The company’s India research division announced a dataset cataloguing the genders and relationships of characters in 4000 Bollywood movies, in addition to details of the movie’s plots, and representations on movie posters and trailers. The dataset will allow researchers to use machine learning algorithms, which specialize in finding complex patterns within data, to pick out different ways bias is quantitatively shown throughout the movies.
Researchers said that this will be the first publicly-available, large-scale dataset that’s been made to specifically analyze gender bias in film, created so data scientists could study how men and women are represented in Bollywood. Once this bias is understood, the software could analyze or even generate other pieces of work.
“This dataset can be used to generate unbiased plausible stories from biased stories,” the team writes. “The main area where this can be extended is to train [algorithms] to identify which is a biased statement and which is not.”

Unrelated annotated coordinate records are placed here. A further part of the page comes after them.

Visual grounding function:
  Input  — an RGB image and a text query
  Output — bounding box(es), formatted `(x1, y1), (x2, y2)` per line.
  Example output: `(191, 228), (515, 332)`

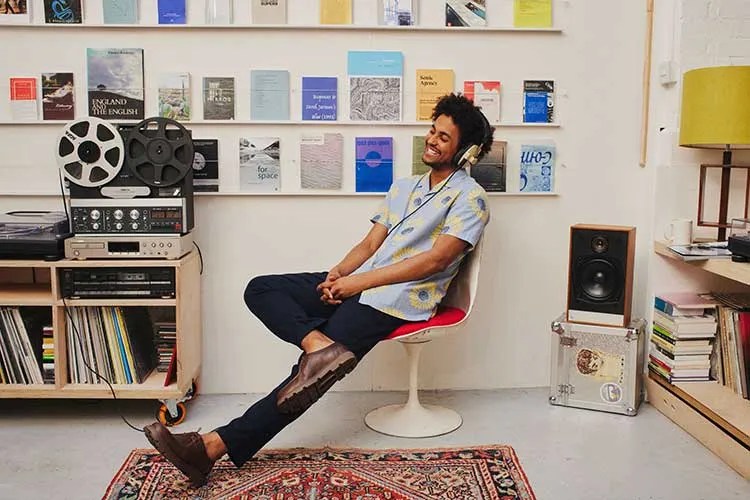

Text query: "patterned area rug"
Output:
(104, 446), (536, 500)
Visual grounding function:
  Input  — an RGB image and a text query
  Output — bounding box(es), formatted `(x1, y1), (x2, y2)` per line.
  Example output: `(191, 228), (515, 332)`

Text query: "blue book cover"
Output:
(250, 69), (289, 120)
(157, 0), (187, 24)
(347, 51), (404, 121)
(355, 137), (393, 193)
(520, 144), (555, 193)
(302, 76), (338, 121)
(102, 0), (138, 24)
(523, 80), (555, 123)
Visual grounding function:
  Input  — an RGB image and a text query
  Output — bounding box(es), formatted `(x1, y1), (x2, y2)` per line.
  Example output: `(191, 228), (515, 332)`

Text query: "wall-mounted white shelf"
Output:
(0, 117), (560, 128)
(10, 23), (563, 34)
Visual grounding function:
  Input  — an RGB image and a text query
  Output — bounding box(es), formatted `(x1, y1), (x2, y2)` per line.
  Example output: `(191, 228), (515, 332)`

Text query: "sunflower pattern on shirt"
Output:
(353, 170), (490, 321)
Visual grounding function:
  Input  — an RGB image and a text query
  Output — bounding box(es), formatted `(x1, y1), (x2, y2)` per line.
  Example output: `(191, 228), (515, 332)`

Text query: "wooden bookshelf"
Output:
(646, 241), (750, 479)
(0, 251), (202, 418)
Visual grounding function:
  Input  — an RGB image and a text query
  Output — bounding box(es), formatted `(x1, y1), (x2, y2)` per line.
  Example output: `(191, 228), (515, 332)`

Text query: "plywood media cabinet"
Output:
(0, 251), (202, 425)
(646, 242), (750, 479)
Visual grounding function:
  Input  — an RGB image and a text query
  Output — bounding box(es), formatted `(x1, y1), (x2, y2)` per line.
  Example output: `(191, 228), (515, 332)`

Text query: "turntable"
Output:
(0, 211), (72, 260)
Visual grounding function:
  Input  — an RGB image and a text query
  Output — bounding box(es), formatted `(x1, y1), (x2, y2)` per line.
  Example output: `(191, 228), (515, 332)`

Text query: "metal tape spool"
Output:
(125, 117), (194, 187)
(57, 117), (125, 187)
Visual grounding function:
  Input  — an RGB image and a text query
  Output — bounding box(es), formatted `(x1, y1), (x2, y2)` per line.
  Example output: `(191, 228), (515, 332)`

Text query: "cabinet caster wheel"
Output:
(158, 403), (187, 427)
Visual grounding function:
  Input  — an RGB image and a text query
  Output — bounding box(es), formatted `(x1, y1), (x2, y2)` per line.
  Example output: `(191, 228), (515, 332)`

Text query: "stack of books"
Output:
(648, 293), (717, 383)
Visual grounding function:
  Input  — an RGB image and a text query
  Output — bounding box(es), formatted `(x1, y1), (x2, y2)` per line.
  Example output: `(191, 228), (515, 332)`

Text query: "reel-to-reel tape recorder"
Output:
(57, 117), (194, 259)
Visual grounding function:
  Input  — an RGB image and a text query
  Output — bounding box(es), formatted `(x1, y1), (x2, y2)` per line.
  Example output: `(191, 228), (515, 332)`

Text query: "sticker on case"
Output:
(599, 382), (622, 403)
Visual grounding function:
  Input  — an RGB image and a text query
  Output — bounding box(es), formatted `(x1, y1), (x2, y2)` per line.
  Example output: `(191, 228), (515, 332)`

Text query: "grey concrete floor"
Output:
(0, 388), (750, 500)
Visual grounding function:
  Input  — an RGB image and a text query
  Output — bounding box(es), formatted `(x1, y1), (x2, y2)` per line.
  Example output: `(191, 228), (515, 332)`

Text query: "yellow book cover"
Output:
(513, 0), (552, 28)
(417, 69), (453, 121)
(320, 0), (352, 24)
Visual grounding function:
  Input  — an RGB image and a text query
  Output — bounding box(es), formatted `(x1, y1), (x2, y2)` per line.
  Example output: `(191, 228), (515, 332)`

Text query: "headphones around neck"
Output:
(453, 109), (492, 168)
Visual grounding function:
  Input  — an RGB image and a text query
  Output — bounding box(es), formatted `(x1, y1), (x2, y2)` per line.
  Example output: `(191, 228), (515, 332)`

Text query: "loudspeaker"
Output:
(567, 224), (635, 327)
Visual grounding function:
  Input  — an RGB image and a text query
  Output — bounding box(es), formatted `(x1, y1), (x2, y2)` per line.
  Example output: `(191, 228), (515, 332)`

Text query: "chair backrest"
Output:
(440, 238), (482, 316)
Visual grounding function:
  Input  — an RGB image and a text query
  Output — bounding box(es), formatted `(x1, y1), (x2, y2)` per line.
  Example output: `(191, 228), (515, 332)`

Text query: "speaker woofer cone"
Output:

Machine learning algorithms could use the data to understand not only how often men and women appear in films, but the extent to which women may be cast in subordinate roles or underrepresented on movie posters.
IBM Research India isn’t the first to study gender representation in movies. In 2016, independent researchers analyzed 2000 movie scripts and found that men have more than 60% of the dialogue in Disney movies. In the movie Mulan, they found that Mulan’s dragon, voiced by Eddie Murphy, had 50% more dialogue than Mulan herself, the star character.
Researchers write the dataset will be public after “acceptance” of the work.